37% of manufacturers surveyed by Lloyds Bank in its ‘Business in Britain’ report said that they plan to reshore their production processes, from Asia or Eastern Europe. Of these, 71% said that their goal was to improve quality; 44% to reduce costs and 41% to shorten their supply chains.
These figures are supported by a separate report from Warwick University, ‘The Realities of Reshoring’. This revealed that companies that had either reshored production or chosen to expand UK based production in preference to offshoring had considerably improved their levels of overall performance.
The same report also identified that companies with reshoring strategies had a greater focus on innovation, access to qualified staff, skills, technology and reducing supply chain risk.
These findings are reflected in the field of plastic injection mould tool making, where the trend to offshore the manufacture of complete injection mould tool sets to the Far East has reversed in recent years.
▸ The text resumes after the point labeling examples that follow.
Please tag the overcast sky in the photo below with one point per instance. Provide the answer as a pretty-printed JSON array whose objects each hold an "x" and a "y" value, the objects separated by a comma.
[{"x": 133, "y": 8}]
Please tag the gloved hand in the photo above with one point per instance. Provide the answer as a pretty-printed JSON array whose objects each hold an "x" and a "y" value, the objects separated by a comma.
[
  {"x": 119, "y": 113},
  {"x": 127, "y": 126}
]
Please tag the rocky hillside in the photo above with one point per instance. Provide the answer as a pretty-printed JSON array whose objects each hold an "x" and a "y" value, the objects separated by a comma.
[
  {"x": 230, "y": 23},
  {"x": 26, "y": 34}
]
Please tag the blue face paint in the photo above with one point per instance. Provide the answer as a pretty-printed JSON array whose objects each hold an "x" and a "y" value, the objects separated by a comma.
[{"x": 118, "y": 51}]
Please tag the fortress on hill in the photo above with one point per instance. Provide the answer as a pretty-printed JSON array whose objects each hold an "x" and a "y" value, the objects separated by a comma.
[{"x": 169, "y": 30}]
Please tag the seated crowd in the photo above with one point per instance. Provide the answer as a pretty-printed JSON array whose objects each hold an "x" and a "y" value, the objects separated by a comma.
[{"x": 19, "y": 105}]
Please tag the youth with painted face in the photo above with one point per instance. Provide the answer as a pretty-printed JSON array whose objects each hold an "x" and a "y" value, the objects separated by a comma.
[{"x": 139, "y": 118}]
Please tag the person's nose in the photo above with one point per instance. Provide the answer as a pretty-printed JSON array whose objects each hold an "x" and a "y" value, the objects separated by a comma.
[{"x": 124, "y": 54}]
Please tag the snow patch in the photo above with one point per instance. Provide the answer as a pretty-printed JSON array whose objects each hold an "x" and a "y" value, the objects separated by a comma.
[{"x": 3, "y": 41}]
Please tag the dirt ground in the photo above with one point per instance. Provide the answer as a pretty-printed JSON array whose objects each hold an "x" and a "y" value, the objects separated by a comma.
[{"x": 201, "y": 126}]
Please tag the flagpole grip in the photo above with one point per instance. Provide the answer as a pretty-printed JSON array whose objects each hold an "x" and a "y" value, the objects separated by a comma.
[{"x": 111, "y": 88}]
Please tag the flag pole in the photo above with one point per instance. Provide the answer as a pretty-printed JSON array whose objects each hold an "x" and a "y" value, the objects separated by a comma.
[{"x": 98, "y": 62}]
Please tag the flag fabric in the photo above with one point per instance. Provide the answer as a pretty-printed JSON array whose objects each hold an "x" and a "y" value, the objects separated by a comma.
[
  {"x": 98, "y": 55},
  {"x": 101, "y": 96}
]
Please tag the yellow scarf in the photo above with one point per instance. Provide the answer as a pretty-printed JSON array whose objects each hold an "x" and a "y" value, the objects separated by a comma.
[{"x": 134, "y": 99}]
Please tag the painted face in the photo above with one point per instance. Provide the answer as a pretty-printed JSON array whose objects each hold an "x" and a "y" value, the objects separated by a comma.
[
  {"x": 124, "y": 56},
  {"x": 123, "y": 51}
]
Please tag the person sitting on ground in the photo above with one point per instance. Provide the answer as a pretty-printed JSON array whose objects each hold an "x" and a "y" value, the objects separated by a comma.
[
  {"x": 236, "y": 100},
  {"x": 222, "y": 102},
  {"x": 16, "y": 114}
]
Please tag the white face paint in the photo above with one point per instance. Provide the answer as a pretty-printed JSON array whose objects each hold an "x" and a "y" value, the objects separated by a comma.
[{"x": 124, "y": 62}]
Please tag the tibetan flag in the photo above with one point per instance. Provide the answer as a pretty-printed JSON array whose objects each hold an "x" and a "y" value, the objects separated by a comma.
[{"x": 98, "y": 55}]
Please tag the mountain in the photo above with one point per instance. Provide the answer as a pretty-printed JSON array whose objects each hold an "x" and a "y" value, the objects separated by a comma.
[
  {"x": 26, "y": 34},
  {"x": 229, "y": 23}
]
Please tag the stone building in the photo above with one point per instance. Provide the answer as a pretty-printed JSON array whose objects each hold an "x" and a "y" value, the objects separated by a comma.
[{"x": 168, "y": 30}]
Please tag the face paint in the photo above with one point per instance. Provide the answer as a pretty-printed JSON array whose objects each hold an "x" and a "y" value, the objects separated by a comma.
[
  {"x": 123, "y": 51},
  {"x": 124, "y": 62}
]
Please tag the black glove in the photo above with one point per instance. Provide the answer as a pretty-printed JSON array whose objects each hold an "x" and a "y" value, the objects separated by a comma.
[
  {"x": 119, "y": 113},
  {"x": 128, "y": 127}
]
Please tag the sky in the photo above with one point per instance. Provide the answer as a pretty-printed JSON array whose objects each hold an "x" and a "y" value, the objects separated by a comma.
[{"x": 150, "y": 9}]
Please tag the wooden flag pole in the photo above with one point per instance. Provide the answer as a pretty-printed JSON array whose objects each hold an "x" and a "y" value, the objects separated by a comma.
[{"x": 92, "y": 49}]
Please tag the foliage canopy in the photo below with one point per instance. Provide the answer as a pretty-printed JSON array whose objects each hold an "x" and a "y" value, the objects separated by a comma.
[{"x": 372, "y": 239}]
Dig beneath the surface of these statistics, however, and there’s more going on than at first appears.
Let’s use OGM as an example. We’re a world-class plastic injection moulding company with diversified interests and customers around the world. Although all plastic injection moulding is carried out at our two production centres in the UK, and we have a dedicated injection tool making facility at our site in Oxford, we have also built strong relationships with specialised tool makers in China.
Supporting your reshoring decision
Our strategy is to use the most appropriate skills, knowledge and resources for each customer or project. Depending on factors such as lead times or technical complexity we may, therefore, draw upon resources from our UK team, our partners in China, or a combination of both.
In 2018 we did, however, take the decision to reshore much of the specialised production of injection mould tool inserts back to the UK. It was this decision that drove our major investment in a unique hybrid metal additive manufacturing system, which combines precision laser sintering in a range of metals with an integrated CNC finishing unit, to produce fully finished inserts quickly and at highly competitive prices.
These can then be combined with injection mould tool parts engineered at our UK facility or, if lead times are not an issue, with tool sets produced by our partners in China.
This gives our customers the best of both worlds, with optimal flexibility in terms of cost, delivery and quality.
The hybrid metal additive manufacturing system also gives us the ability to create an innovative injection mould tool inserts, which are not available elsewhere. Recent examples include inserts with true conformal cooling characteristics, capable of improving the quality of finished plastic injection moulded parts and the cycle rates of moulding machines. A further example is the development of inserts that overcome the traditional problems of gas venting, again improving the quality of finished plastic parts.
We believe that the future for UK manufacturing will be in the design and production of high-value products, together with a highly skilled workforce that can add even greater value to the products and services offered by our industrial businesses.
This will depend on the ability of companies such as OGM to continue investing in the latest technologies and in the ongoing development of a highly skilled labour force. It will also require the adoption of strategies that recognise that success depends on combining the best-in-class resources for each customer, defined by factors such as quality, speed of delivery and cost, regardless of where in the world they may be found.